Just before Christmas, more than 100 people from all over Britain took part in a gathering of the Weekend Wanderers Detecting Club. The group gets together with its metal detectors and sees if it can find anything of note in whatever location they wind up scanning. This time, though, one member found something that nobody expected.
About two feet below the surface was buried a lead bucket or container. Inside that container, more than 5,200 Anglo Saxon silver coins. In perfect condition.
“They’re like mirrors,” Weekend Wanderers founder Pete Welch told Buckingham Today, “no scratching, and buried really carefully in a lead container, deep down. It looks like only two people have handled these coins: the person who made them and the person who buried them.”
The massive treasure haul includes coins that date back 1,000 years, to the reigns of Ethelred the Unready (978-1016 AD) and Canute, or Cnut (1016-1035 AD). Experts believe that the coins could be worth at least £250 each.
“At the moment,” Welch continued, “it looks like a find of national importance.”
That’s one way of putting it.
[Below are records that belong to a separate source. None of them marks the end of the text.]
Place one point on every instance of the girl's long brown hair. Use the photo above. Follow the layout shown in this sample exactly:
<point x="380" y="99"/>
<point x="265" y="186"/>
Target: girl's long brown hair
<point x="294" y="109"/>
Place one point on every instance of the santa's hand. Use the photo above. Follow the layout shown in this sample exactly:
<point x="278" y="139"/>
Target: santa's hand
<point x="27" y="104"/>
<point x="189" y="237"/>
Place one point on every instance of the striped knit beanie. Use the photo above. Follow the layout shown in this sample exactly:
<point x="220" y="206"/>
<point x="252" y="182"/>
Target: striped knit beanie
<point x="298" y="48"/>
One museum spokesperson called last week’s discovery “one of the largest hoards of Anglo Saxon coins ever found in Britain.”
It’s at least the second big buried currency find in Britain this year. In September, an East Devon man made headlines when he discovered 22,000 buried coins dating back to the time of the Roman emperor Constantine the Great.
For the Weekend Wanderers, it might be enough that they’ll help ensure that the coins will go to the British Museum for conservation and identification. The haul could be worth more than £1 million in total, but it’s unclear whether the group that dug up the coins is going to see any of that cash from a sale.